Es obvio que, por razones culturales y religiosas, la gran masa de población musulmana plantea un reto mayor para la integración. Para Hans, de 81 años, que realiza su paseo matinal cerca de la mezquita de Ehrenfeld, “lo sorprendente es que (los turcos) no hayan creado ya un partido político”. “Tal vez dentro de unos años tendremos una república islámica”, agrega.
Los periódicos atentados yihadistas –acuchillamientos y atropellos– encrespan los ánimos y se viven mal por todos, porque acentúan la desconfianza. No falta quien, como Eymen, dé crédito a las teorías conspirativas y crea que los últimos tres ataques –en Magdeburgo, Aschaffenburg y Munich-, tan cerca de las elecciones y en teoría obra de lobos solitarios, hacen sospechar de una mano negra para desestabilizar el país.
Pese al pesado ambiente, se encuentran historias esperanzadoras como la de Ayham, de 45 años, natural de Dara’a, en el norte de Siria. Trabaja en una cafetería de la estación de Bochum. Huyó de su país en la gran oleada del 2015, aprovechando que Angela Merkel, entonces canciller, abrió las puertas para la llegada masiva. Ayham, casado y con dos hijas, habla un alemán más que aceptable. El ascenso de la AfD no le inquieta para nada. Está convencido de que “los alemanes son amables con quienes trabajamos y pagamos impuestos”. En cualquier caso, el ascenso de un partido político puede parecer algo banal a quien soportó la dictadura de Asad y un viaje durísimo a través de Turquía y Grecia. El último tramo, por Serbia, Hungría y Austria, lo hizo a pie. Tardó 28 días. “Estoy contento y no pienso volver a Siria –concluye–. Trabajo desde hace seis años. Quienes causan problemas son los que se quedan en casa”.
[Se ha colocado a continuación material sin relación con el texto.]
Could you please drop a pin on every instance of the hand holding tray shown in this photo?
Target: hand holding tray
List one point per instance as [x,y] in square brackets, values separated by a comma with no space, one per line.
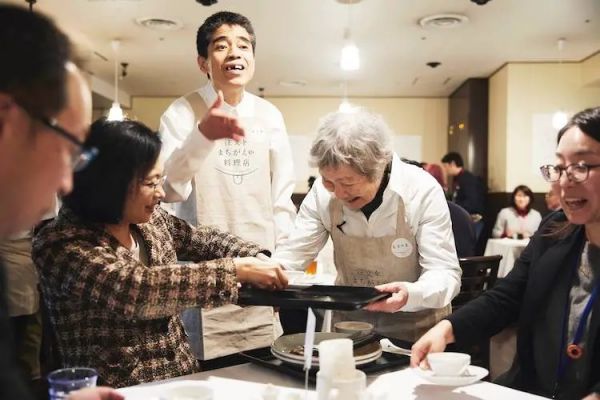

Los atentados yihadistas, atropellos masivos y apuñalamientos, encrespan los ánimos
Otra experiencia dramática con final relativamente feliz es la de Sabine, bosnia musulmana, de 61 años. Llegó en 1992 con un niño de 6 años y otro de 19 meses. Su marido había muerto en la guerra civil yugoslava. En Alemania se volvió a casar. No entiende los atentados. “Que vayan a luchar a sus países –se enfada-. Qué sentido tiene matar aquí a inocentes, en el país que se lo está dando todo”.